The code for the three services is located on Google code, and a couple of the services are documented in DLIB Magazine:

  * Ockham Alert (http://code.google.com/p/ockham-alert/) - Ockham Alert is written in Perl and prefers MySQL as its database back-end and swish-e as its indexer. Access to the index is through a Web Services protocol called SRU (Search/Retrieve via URL). Outputs from the service include HTML, RSS, and email messages. This system was implemented as a part of National Science Foundation grant (DUE-0333601) called OCKHAM Library Network, Integrating the NSDL into Traditional Library Services.

  * Ockham MyLibrary (http://code.google.com/p/ockham-mylibrary/) - Mylibrary@Ockham is a system for providing access to indexes of OAI-accessible content.
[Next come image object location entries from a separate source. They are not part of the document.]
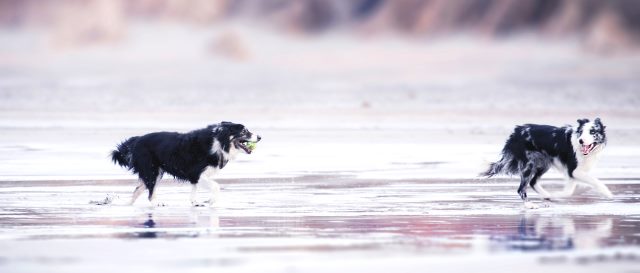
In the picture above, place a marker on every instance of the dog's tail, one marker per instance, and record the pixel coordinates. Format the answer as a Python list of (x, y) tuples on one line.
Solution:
[(506, 165), (122, 154)]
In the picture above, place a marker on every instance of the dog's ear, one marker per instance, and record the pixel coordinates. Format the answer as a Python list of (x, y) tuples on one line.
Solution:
[(599, 123), (583, 121), (233, 127)]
It is written in Perl in conjunction with a number of other open source technologies including MySQL, GNU Aspell, and Wordnet. In a nutshell it works by harvesting data from OAI repositories, saving the resulting data to a (Mylibrary) database, indexing the content using Plucene, enhancing the database through a term frequency-inverse document frequency (TF-IDF) technique, providing access to the index via an SRU (Search/Retrieve via URL) server, and enhancing search results by providing alternative spellings and synonyms to query words. 
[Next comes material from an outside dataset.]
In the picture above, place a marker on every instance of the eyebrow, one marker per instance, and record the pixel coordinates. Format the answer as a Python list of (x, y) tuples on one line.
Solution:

  * Ockham Spell (http://code.google.com/p/ockham-spell/) - Given a word and the name of a domain-specific dictionary, this system will return alternative spellings for the word. Results are returned in an XML stream, and they are expected to be fed to the front-end of an index for query expansion. This system was implemented as a part of National Science Foundation grant (DUE-0333601) called OCKHAM Library Network, Integrating the NSDL into Traditional Library Services.

  * Exploiting "Light-weight" Protocols and Open Source Tools to Implement Digital Library Collections and Services by Xiaorong Xiang and Eric Lease Morgan (http://www.dlib.org/dlib/october05/morgan/10morgan.html) - This article describes the design and implementation of two digital library collections and services using a number of "light-weight" protocols and open source tools. These protocols and tools include OAI-PMH (Open Archives Initiative-Protocol for Metadata Harvesting), SRU (Search/Retrieve via URL), Perl, MyLibrary, Swish-e, Plucene, ASPELL, and WordNet. More specifically, we describe how these protocols and tools are employed in the Ockham Alerting service and [log in to unmask] The services are illustrative examples of how the library community can actively contribute to the scholarly communications process by systematically and programmatically collecting, organizing, archiving, and disseminating information freely available on the Internet. Using the same techniques described here, other libraries could expose their own particular content for their specific needs and audiences.

Fun with code!

--
Eric Lease Morgan